Sunshine Through the Years

Photo of sunshine particpants in its early years


Sunshine Centres for Seniors has been working with seniors at risk for isolation and low-income seniors since 1970, following an initiative of the interdenominational Urban Church Board, City of Toronto Parks and Recreation Department, and the Social Planning Council to develop strategies to meet the needs of seniors with fewer family, supports, low incomes, and greater levels of disability. A day camp on Ward’s Island was formed in 1970 to provide seniors across Toronto a summer holiday and social outlet and has been going strong ever since.

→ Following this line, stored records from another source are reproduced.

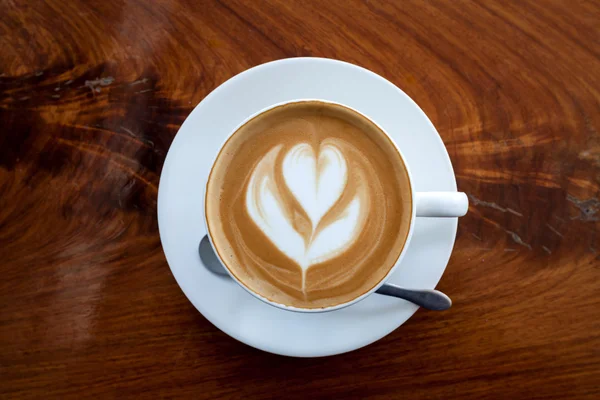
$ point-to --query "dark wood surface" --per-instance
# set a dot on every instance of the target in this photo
(92, 94)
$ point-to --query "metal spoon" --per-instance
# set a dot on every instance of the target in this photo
(429, 299)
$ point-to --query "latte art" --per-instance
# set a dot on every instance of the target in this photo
(308, 205)
(316, 182)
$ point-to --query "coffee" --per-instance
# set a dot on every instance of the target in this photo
(309, 204)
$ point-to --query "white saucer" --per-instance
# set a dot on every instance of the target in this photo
(186, 168)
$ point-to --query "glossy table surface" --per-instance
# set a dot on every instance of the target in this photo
(92, 94)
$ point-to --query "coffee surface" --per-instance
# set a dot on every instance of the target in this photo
(309, 204)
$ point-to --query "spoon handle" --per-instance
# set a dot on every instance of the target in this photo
(430, 299)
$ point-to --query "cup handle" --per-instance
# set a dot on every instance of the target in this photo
(441, 204)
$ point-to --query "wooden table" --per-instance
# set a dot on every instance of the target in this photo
(92, 94)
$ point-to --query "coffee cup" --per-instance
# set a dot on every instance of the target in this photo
(310, 205)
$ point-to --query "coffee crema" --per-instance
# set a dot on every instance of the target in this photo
(309, 204)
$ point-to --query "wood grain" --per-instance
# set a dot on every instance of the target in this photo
(92, 94)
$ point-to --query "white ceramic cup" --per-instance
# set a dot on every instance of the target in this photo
(424, 204)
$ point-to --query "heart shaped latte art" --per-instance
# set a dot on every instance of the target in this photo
(316, 182)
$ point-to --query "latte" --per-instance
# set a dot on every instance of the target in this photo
(309, 204)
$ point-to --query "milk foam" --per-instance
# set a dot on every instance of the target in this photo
(317, 182)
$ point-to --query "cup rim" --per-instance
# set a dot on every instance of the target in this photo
(391, 270)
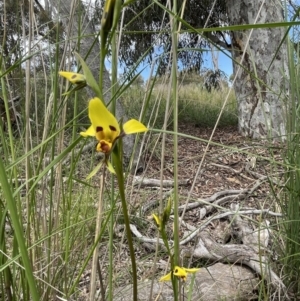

In 1974, Sunshine Centres began a winter program at St. Andrew’s Church at Yonge and Bloor, with drop-in programs and activities for seniors. Over the years, this program would grow to be offered four days per week, with once a month group outings on Fridays. The Yonge and Bloor program expanded through our partnership with the Toronto Board of Education and the generosity of St. Andrew’s United Church.

Photo of sunshine particpants in its early years


In 2002, Sunshine Centres achieved the distinction of being one of five agencies from across Canada nominated by The Donner Canadian Foundation in conjunction with The Fraser Institute for an award recognizing “excellence in the delivery of services to seniors.”

Sunshine Centres partnered with the Toronto Community Housing Corporation (TCHC) in 2006 to begin offering weekly programs for seniors in TCHC buildings, starting first with 325 Bleecker St. in St. Jamestown, and expanding to 375 Bleecker and 460 Jarvis, responding to the need in the area for increased supports for seniors. In 2012, we launched Rainbow Bridges Across Generations, our first program for the 2SLGBTIQ+ community.In 2014, we added a new TCHC site at 252 Sackville Street in Regent Park.

Sunshine participant dancing with friends


Today, Sunshine Centres for Seniors serves over 2,300 seniors and persons with disabilities and we strive for simplicity in structure and depend on teamwork, voluntary service, and donations to support our mandate. The result is a cooperative atmosphere where warmth and compassion are valued and safety and respect for the individual is paramount. At Sunshine Centres for Seniors, we strongly support cultural diversity and inclusive participation. Seniors from all walks of life are welcome, including seniors from newcomer communities, seniors with disabilities, and seniors from all ethnic communities, religions, cultures, racialized communities and sexual orientations.